My mom sent me this link a while back, knowing I’d enjoy it. (Thanks Mom!) Funny I didn’t get around to reading it until the night after the first of the presidential debates…
This is an exit interview Obama did with Doris Kearns Goodwin for Vanity Fair, and it’s SO GOOD. It’s a nuanced and thoughtful conversation & I highly recommend you giving it a read.
As always, it’s important to recognize the bias of a piece’s authorship. But with that taken into account, it’s still insightful. Goodwin is wonderful at leading the conversation to the places it needs to go, and President Obama’s reflections are worth reading at the very least because it’s so different from what is going on with the U.S. presidential race right now.
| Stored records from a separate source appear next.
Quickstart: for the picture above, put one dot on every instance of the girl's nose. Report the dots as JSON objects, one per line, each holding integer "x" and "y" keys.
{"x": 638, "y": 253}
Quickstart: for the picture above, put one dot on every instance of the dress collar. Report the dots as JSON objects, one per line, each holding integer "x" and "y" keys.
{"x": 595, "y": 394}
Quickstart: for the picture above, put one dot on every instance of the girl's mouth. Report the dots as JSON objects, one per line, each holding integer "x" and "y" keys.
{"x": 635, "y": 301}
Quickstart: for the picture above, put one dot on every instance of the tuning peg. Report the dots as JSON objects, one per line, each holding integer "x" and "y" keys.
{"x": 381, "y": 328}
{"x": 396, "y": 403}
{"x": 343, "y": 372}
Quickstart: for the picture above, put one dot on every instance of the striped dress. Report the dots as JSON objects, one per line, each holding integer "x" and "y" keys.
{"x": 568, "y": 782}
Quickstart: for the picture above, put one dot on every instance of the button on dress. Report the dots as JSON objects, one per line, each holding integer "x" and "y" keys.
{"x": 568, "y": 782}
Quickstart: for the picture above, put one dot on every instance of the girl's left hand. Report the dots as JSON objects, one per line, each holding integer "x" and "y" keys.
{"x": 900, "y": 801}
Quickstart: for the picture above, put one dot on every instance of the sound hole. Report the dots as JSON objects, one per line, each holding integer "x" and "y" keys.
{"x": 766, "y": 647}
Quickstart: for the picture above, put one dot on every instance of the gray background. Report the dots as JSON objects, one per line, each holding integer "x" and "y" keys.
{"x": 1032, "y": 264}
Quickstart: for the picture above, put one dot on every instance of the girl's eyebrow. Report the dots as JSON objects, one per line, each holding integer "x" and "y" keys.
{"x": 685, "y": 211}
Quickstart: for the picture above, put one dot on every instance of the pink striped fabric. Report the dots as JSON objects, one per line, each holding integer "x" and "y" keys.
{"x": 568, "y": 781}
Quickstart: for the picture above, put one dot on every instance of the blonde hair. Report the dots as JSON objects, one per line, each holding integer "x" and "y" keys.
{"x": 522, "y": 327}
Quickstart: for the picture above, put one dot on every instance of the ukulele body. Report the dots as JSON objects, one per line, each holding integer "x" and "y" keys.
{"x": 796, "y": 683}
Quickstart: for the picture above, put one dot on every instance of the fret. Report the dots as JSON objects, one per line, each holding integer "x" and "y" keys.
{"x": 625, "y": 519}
I’m a bit biased because the conversation has a humanist slant and is fun to read from a literary perspective, but I maintain that if you’re at all interested in U.S. presidential politics, this piece is worth your time.
Anyway, here’s the link to the article.
PS: If you’re done reading it, I have a bit of an aside: so Obama needs to establish what kind of president he’s going to be remembered for, and he’s chosen to stick with the “hopeful/positive” vibe despite it not working out well on occasion, particularly with regards to working through the recession. In this interview it seems like he hasn’t changed his sense of positivity too dramatically from the one he entered his presidential campaign with. It reminded me of our current Prime Minister and his “sunny ways.” Many remarked that in addition to echoing his father, it was very similar to Obama’s campaign back in 2008. While Canada is a country much more conducive to (sometimes naive) positive thinking, I wonder how much Trudeau’s stance will change over the next few years. Do you think he’ll have an easier go of it? After all, he too one day will be leaving his position and like most democratic leaders before him, he’ll need to craft his public image during his exit just as he’s done with his entrance.